From the little I have tried temp stability doesn't seem a big problem especially if you don't drink straight espresso, but obviously a semi-automatic PID machine is slightly more consistent.


----------



## Osheac10 (Dec 19, 2021)

Evergreen88 said:


> I have never tried a spring lever so I can't say. My brother has a Pavoni and I use it every now and then. It's a good solution if you want to have steam on tap readily available in a small simple machine (the position of the wand is a bit odd though).
> 
> From the little I have tried temp stability doesn't seem a big problem especially if you don't drink straight espresso, but obviously a semi-automatic PID machine is slightly more consistent.


 Oh okay, there's so much choice and variety. I really appreciate all your input guys. 👍


----------



## cuprajake (Mar 30, 2020)

I looked at the pavoni but there propper specialist in my eyes and require too much faff, 😂


----------



## Osheac10 (Dec 19, 2021)

Evergreen88 said:


> I have never tried a spring lever so I can't say. My brother has a Pavoni and I use it every now and then. It's a good solution if you want to have steam on tap readily available in a small simple machine (the position of the wand is a bit odd though).
> 
> From the little I have tried temp stability doesn't seem a big problem especially if you don't drink straight espresso, but obviously a semi-automatic PID machine is slightly more consistent.


 Oh okay, there's so much choice and variety. I really appreciate all your input guys. 👍


----------



## Osheac10 (Dec 19, 2021)

If anyone has experience with these 3 machines please could you let me know if they're any good.

Rancilio Silva Pro Dual Boiler

Profitec 300 Dual Boiler with PID

ECM Classika PID

Thanks guys


----------



## Evergreen88 (Jun 7, 2021)

Osheac10 said:


> If anyone has experience with these 3 machines please could you let me know if they're any good.
> 
> Rancilio Silva Pro Dual Boiler
> 
> ...


 I have the ECM Classika PID, I got it a month ago from Bellabarista as an upgrade from Gaggia Classic Pro.

It's a very different machine from the other two on your list, since it's a single boiler. The main drawback is that being a single boiler when you want to steam milk you need to flick a switch and wait for the boiler to come up to steaming temperature (40-60 seconds). You can look at some YouTube videos to get an idea. For me that I make mostly espresso this is not a problem and those couple of cappuccino that I make every week are still very enjoyable.

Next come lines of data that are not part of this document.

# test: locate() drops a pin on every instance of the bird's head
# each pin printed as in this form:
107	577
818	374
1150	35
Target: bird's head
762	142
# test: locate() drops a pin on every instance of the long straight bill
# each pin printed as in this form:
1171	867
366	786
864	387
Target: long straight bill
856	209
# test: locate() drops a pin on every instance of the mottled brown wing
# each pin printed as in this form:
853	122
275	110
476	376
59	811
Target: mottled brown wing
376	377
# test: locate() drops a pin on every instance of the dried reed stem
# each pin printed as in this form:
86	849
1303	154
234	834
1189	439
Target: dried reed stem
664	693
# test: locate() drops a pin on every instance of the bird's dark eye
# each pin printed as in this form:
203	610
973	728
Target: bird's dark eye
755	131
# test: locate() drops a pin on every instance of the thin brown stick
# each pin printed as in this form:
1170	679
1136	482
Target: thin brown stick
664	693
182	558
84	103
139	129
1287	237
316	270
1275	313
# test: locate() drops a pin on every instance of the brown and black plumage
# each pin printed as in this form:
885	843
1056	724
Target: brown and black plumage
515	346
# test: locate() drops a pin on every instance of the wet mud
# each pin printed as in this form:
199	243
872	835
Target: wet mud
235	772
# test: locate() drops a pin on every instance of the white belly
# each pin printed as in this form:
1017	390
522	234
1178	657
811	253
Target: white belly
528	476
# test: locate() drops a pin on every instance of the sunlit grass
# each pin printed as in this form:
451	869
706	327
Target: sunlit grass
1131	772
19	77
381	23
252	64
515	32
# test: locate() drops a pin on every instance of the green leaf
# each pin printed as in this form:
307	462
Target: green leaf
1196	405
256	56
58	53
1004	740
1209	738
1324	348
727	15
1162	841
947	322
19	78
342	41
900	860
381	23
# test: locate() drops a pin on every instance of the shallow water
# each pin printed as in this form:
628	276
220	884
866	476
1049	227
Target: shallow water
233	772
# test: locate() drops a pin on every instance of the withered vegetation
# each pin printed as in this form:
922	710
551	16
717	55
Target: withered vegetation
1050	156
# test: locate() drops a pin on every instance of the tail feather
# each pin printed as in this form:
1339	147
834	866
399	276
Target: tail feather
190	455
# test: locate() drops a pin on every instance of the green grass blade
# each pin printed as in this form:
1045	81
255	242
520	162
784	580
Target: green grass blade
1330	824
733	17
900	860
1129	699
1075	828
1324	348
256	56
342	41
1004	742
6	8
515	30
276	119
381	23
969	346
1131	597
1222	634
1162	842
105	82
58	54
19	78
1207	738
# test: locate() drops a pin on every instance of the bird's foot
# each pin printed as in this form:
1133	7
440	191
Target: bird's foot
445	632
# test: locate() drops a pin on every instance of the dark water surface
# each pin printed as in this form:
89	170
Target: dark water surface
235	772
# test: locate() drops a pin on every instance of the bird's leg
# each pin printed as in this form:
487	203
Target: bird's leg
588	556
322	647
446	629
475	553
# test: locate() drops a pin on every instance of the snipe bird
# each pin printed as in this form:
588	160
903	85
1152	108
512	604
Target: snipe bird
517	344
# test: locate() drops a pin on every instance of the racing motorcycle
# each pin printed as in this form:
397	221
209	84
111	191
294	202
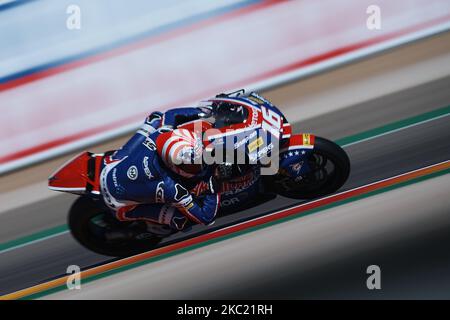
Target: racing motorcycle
306	167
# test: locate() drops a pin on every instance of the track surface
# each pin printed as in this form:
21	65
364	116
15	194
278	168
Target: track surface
372	160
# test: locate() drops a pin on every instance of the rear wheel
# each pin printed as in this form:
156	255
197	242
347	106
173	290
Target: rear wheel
90	225
330	168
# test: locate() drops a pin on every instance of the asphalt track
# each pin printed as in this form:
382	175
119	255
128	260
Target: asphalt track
381	157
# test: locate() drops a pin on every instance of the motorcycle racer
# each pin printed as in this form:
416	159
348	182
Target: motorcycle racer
147	179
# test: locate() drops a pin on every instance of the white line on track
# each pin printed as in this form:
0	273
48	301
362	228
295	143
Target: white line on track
345	145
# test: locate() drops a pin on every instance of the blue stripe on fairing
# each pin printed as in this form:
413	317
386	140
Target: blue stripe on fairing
146	34
13	4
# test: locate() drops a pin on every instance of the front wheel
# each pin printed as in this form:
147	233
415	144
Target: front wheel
90	225
329	170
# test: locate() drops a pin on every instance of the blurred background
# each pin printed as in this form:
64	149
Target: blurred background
77	75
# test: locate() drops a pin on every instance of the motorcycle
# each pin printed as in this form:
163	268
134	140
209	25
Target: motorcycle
258	131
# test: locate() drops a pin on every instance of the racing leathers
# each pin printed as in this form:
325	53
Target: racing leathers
136	185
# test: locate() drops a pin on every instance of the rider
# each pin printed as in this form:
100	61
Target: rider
149	177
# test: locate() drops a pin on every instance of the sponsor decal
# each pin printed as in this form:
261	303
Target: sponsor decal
306	139
180	192
256	100
179	222
190	205
230	202
254	118
264	151
149	144
245	140
159	197
297	167
114	176
147	171
132	173
259	99
237	185
255	144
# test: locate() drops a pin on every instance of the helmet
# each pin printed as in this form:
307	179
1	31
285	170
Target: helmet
227	113
181	151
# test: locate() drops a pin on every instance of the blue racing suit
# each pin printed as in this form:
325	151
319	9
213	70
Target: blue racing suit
136	185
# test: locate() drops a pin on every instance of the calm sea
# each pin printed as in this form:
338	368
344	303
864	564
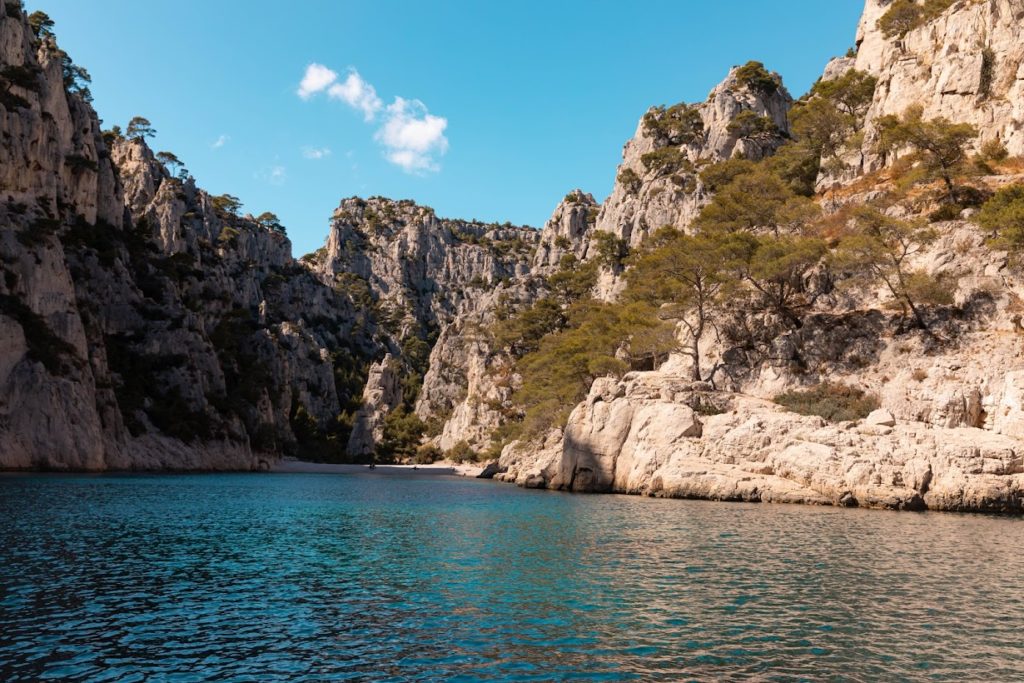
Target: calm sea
367	578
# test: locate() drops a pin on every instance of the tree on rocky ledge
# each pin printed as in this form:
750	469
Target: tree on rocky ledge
139	128
939	144
687	279
270	222
878	250
41	25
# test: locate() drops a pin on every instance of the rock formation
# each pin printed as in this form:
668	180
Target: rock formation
652	191
145	325
967	66
142	327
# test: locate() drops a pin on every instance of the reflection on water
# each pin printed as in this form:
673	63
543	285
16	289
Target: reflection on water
316	578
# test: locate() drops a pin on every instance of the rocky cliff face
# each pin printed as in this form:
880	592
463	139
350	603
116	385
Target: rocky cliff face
642	435
430	280
967	65
947	433
657	182
141	327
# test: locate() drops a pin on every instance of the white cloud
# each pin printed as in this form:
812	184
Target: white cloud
315	153
357	93
412	136
274	175
316	79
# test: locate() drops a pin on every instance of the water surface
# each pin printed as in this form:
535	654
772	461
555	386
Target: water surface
327	578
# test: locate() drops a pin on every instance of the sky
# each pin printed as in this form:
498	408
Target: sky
482	110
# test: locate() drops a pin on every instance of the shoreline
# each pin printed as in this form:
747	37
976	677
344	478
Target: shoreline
287	466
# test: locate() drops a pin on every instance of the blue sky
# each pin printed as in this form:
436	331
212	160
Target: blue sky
504	107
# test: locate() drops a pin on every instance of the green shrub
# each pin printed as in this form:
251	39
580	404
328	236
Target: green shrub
611	251
834	401
402	433
427	455
905	15
666	161
462	453
753	75
629	180
750	125
1003	215
679	124
945	212
23	77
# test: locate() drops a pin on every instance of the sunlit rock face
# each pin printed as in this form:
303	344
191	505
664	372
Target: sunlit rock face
140	327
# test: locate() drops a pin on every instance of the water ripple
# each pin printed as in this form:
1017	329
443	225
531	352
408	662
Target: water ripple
317	578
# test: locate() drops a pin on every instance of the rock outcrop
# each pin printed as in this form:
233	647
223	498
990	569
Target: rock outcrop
967	65
142	327
642	435
657	182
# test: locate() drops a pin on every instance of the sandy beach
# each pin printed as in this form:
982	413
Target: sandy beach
289	466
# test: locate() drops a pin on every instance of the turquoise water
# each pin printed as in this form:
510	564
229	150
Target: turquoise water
313	578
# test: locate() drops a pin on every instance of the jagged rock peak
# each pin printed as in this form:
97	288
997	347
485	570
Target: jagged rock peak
965	62
567	231
657	182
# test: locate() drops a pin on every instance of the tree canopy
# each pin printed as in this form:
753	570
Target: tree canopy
139	128
938	144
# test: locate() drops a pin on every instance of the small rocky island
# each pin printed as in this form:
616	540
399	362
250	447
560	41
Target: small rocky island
814	300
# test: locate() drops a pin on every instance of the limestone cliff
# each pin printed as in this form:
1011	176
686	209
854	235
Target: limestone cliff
657	182
142	327
966	65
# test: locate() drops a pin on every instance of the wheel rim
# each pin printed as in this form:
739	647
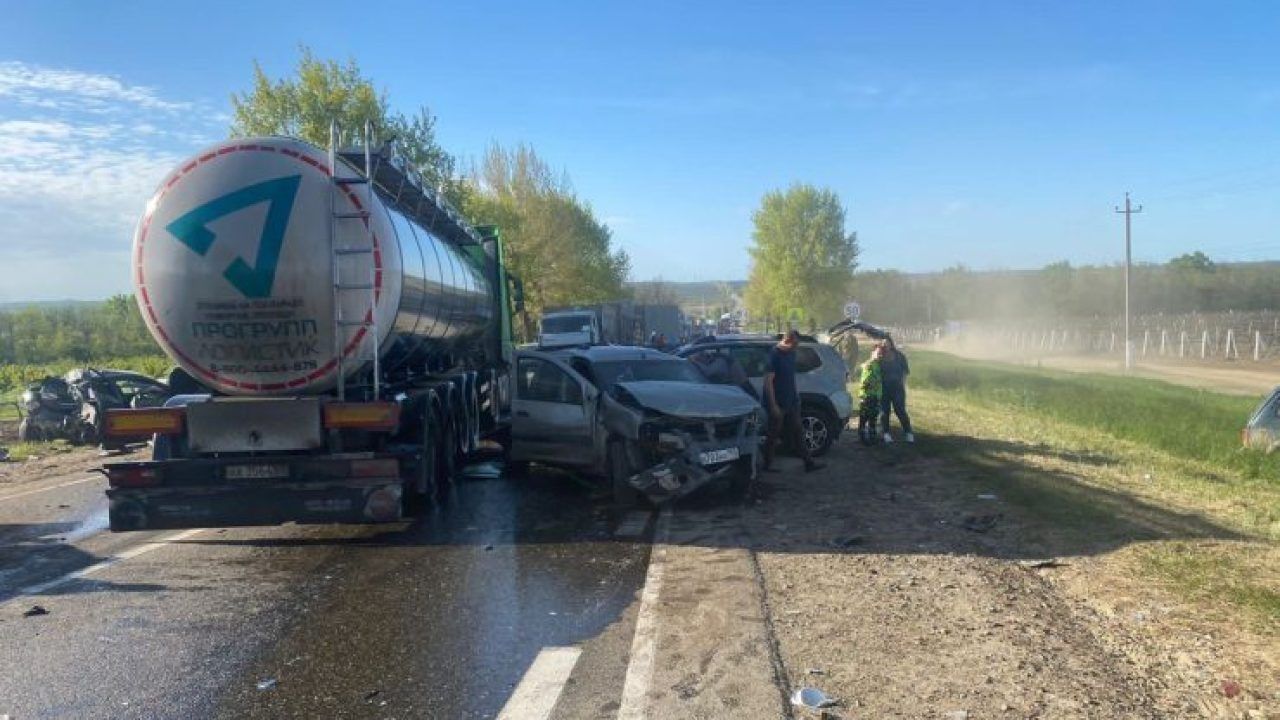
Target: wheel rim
814	432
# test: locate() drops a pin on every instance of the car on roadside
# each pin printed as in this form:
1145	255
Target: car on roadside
647	422
822	378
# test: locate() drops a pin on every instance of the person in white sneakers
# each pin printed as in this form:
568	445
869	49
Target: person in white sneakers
894	370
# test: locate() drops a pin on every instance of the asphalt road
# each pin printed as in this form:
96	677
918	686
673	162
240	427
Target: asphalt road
440	618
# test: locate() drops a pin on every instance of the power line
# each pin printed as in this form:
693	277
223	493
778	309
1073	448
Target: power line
1128	272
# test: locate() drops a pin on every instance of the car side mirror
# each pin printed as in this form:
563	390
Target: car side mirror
517	295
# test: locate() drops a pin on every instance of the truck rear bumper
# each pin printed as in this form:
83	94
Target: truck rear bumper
197	493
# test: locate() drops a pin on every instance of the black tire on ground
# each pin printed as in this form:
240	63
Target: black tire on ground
818	429
30	432
620	474
740	477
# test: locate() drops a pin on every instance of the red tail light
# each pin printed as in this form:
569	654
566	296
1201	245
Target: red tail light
132	475
361	415
145	422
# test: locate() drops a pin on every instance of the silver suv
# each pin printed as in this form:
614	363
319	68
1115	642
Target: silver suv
647	422
822	379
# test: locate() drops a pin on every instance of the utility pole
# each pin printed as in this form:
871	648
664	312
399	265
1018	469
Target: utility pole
1128	272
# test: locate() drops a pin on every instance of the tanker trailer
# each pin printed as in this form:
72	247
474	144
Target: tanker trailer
346	336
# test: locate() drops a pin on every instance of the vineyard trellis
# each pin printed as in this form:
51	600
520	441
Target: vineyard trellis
1246	337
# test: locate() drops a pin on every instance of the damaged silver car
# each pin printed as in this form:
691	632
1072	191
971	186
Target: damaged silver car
644	420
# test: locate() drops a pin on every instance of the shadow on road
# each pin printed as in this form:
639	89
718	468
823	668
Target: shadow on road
36	552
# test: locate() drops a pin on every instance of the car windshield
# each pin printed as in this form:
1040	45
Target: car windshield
607	374
566	323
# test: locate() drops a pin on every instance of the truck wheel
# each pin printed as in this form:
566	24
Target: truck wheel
620	474
447	456
428	478
818	429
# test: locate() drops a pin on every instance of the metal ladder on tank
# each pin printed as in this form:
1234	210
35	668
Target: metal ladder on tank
366	320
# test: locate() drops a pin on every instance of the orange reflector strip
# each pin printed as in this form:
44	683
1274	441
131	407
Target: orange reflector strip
145	422
361	415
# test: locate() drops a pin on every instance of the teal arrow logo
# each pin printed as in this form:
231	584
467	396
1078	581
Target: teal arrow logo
278	194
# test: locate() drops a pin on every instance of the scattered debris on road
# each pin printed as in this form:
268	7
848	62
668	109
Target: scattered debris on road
979	523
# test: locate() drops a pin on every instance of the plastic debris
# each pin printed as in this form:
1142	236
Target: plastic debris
1043	564
813	698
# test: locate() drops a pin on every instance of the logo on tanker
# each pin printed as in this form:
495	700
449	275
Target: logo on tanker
256	279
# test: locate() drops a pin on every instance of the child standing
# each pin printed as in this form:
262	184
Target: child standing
869	387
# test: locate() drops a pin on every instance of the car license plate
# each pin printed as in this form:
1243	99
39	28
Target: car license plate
713	456
259	472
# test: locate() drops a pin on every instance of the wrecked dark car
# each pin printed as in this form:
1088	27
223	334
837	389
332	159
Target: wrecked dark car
74	406
645	422
1262	431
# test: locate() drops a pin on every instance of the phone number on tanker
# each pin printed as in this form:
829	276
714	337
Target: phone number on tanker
269	368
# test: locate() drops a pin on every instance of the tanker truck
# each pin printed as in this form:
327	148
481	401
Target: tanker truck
342	333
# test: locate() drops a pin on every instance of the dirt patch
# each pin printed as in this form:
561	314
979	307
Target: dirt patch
1240	377
900	582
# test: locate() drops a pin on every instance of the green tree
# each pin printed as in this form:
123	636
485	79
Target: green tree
321	91
553	240
801	258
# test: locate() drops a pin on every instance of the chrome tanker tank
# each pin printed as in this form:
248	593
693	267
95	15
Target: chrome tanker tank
236	260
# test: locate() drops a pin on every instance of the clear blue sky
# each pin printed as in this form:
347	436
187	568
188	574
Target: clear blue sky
996	135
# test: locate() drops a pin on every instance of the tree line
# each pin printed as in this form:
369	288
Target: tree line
1188	283
562	253
83	333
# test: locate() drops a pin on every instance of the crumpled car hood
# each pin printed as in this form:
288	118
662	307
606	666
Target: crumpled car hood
691	400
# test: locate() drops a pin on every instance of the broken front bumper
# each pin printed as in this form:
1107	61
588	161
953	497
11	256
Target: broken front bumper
685	473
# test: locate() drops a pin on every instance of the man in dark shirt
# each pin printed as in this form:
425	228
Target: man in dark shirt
782	400
894	370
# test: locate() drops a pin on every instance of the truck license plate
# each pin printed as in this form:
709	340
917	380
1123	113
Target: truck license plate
713	456
259	472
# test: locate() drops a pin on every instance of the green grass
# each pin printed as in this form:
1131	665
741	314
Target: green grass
1187	423
1110	463
17	377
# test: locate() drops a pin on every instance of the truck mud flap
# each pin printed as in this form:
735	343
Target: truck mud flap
675	478
352	501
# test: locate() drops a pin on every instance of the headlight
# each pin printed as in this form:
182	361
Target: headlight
671	441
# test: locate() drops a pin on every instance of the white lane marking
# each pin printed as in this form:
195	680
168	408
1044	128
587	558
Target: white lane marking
67	484
539	689
632	525
635	689
126	555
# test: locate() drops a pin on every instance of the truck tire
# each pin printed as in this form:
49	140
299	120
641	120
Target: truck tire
428	477
447	455
818	429
620	473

If you are the kind of person that only drinks milky drinks you might want to look elsewhere though. This also means that is smaller and cheaper/simpler to maintain (easier to descale for example).

I love the machine, the build quality and design is way ahead of most of it's competitors (all of them in my opinion, I had to see and touch most machines at BB). It's incredibly temp stable, very forgiving (I suppose thanks to the E61 group) and a joy to use. Everything about it feels premium (steam wand, valve, drip tray, portafilter, lever etc..) well built and heavy.

I think it's the ideal machine for espresso drinkers.


----------



## Osheac10 (Dec 19, 2021)

Evergreen88 said:


> I have the ECM Classika PID, I got it a month ago from Bellabarista as an upgrade from Gaggia Classic Pro.
> 
> It's a very different machine from the other two on your list, since it's a single boiler. The main drawback is that being a single boiler when you want to steam milk you need to flick a switch and wait for the boiler to come up to steaming temperature (40-60 seconds). You can look at some YouTube videos to get an idea. For me that I make mostly espresso this is not a problem and those couple of cappuccino that I make every week are still very enjoyable. If you are the kind of person that only drinks milky drinks you might want to look elsewhere though. This also means that is smaller and cheaper/simpler to maintain (easier to descale for example).
> 
> ...


 Thanks for the reply. Nice setup. I'll definitely have to consider choosing the dual boiler machine if I really think I'll be making lots of milk drinks every day.

Thanks Again


----------